TAMPA — His tie blowing back behind his head, Dustin Dahlquist jogged toward Palmetto’s boys soccer team, which had congregated under the scoreboard shining down on Tampa Jesuit’s football stadium.
Sporting a wide smile, Dahlquist took a small leap and landed right in the middle of his players, who met their coach with a plethora of hugs and screams.
The Tigers have scored a number of impressive wins during their current four-year run, and Tuesday night’s was no exception. Palmetto knocked off perennial power Tampa Jesuit 4-1 in the Class 4A-Region 3 semifinals, sending the Tigers (19-2-2) into a regional championship game for the fourth consecutive season.
They will host Fort Myers — a 3-2 winner over Naples on penalty kicks — at 7 p.m. Friday at Harllee Stadium in an attempt to reach the Class 4A final four for the second consecutive season.
“It’s a great win,” said Dahlquist, whose Tigers had never defeated Jesuit. “Any time you can come up here and beat Jesuit. ... They’re such a good team. I’m proud of our effort, I’m proud of our guys — we didn’t give up.”
It was Jesuit (18-5-3) that controlled the game early, but it was Palmetto that caught the first break. It came just over 15 minutes after kickoff, when 20-yard boot from junior Brandon Waddy slid through the fingers of Jesuit goalie Alejandro Costas and rolled into the back of the net.
“It gave us rhythm, and it set a pace for us to play hard,” Waddy said.
It started a trend, too. Eleven minutes after Waddy’s goal, Edgar Campos took a free kick from about 30 yards out that glanced off the fingers of a leaping Costas and gave Palmetto a 2-0 lead.

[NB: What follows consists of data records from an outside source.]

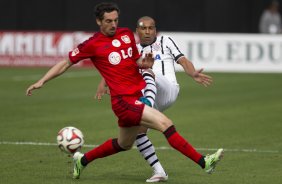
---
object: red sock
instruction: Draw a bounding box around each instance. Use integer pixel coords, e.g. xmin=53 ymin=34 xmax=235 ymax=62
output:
xmin=164 ymin=125 xmax=203 ymax=165
xmin=84 ymin=138 xmax=125 ymax=163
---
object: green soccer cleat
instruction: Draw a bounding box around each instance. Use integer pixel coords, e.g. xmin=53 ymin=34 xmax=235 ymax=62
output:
xmin=204 ymin=148 xmax=224 ymax=174
xmin=73 ymin=152 xmax=85 ymax=179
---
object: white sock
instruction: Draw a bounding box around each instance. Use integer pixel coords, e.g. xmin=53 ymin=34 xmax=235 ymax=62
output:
xmin=142 ymin=71 xmax=156 ymax=107
xmin=135 ymin=133 xmax=166 ymax=174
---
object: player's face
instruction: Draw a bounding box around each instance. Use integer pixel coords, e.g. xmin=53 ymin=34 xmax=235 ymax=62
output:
xmin=136 ymin=19 xmax=157 ymax=45
xmin=97 ymin=11 xmax=119 ymax=37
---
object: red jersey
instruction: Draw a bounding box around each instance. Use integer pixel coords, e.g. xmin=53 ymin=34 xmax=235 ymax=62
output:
xmin=69 ymin=28 xmax=146 ymax=96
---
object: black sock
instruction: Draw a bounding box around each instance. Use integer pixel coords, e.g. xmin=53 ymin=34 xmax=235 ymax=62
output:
xmin=80 ymin=156 xmax=88 ymax=166
xmin=198 ymin=156 xmax=205 ymax=169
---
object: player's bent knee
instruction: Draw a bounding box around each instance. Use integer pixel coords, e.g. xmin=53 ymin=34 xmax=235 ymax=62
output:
xmin=164 ymin=118 xmax=173 ymax=128
xmin=137 ymin=126 xmax=148 ymax=134
xmin=118 ymin=142 xmax=134 ymax=150
xmin=120 ymin=144 xmax=133 ymax=150
xmin=158 ymin=116 xmax=173 ymax=131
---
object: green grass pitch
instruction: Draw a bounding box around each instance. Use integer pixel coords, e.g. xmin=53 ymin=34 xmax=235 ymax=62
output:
xmin=0 ymin=67 xmax=282 ymax=184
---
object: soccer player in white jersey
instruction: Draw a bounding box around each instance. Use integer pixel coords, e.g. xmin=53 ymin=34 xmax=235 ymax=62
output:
xmin=134 ymin=16 xmax=213 ymax=182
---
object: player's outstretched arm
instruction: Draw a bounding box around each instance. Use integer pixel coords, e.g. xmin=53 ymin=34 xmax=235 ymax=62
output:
xmin=26 ymin=59 xmax=73 ymax=96
xmin=178 ymin=57 xmax=213 ymax=87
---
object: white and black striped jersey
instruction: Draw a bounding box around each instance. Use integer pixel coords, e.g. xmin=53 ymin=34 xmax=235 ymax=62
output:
xmin=137 ymin=35 xmax=184 ymax=85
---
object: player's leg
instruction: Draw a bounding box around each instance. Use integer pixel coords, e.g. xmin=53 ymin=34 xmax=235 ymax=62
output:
xmin=73 ymin=126 xmax=139 ymax=179
xmin=73 ymin=138 xmax=125 ymax=179
xmin=136 ymin=75 xmax=179 ymax=182
xmin=139 ymin=69 xmax=156 ymax=107
xmin=137 ymin=70 xmax=168 ymax=182
xmin=135 ymin=126 xmax=168 ymax=182
xmin=140 ymin=105 xmax=224 ymax=173
xmin=73 ymin=138 xmax=126 ymax=179
xmin=117 ymin=126 xmax=141 ymax=149
xmin=137 ymin=75 xmax=180 ymax=182
xmin=154 ymin=74 xmax=179 ymax=112
xmin=73 ymin=93 xmax=147 ymax=179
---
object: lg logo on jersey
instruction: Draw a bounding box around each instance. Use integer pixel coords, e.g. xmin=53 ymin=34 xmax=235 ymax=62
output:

But Waddy saved Palmetto’s biggest goal of all for the final moments of the half. Three minutes after a header by Brett Durrance sliced Jesuit’s deficit to 2-1 during the game’s 35th minute, Waddy took a free kick from the 31-yard line that skipped past Costas.
Just like that, Palmetto regained a two-goal lead — and the momentum.
“I don’t want to say we got lucky on some goals in the first half — they were decent shots,” Dahlquist said. “But their keeper dropped a couple of shots that went in the goal — I guess that’s soccer. We’ve lost some games like that, and we’ve won some games.
“We gave a good effort.”
Jesuit, which defeated Palmetto in a regional final in ’07, applied plenty of pressure after the break, taking seven shots. All, however, either sailed high or wide or bounced off the crossbar.
And when Palmetto freshman Pedro Calvillo scored the game’s final goal on yet another long shot — this one nearly 30 yards out during the game’s 80th minute — the celebration was on.
The players, spurred on by Dahlquist, sprinted to the other side of the field to cheer with the Palmetto fans that made the 45-minute trip up Interstate-275.
The coach, however, was quick to tell his charges that as sweet as Friday’s win was, three wins still stand between Palmetto and its ultimate goal — a state championship.
“We do a good job of forgetting about what’s in the past,” said goalie Brandon Tarpley, one of five players who has been a member of all four regional finalists. “We bring it up from time to time, and it kind of builds our self-esteem. ... And then we use that, and we go out and practice.”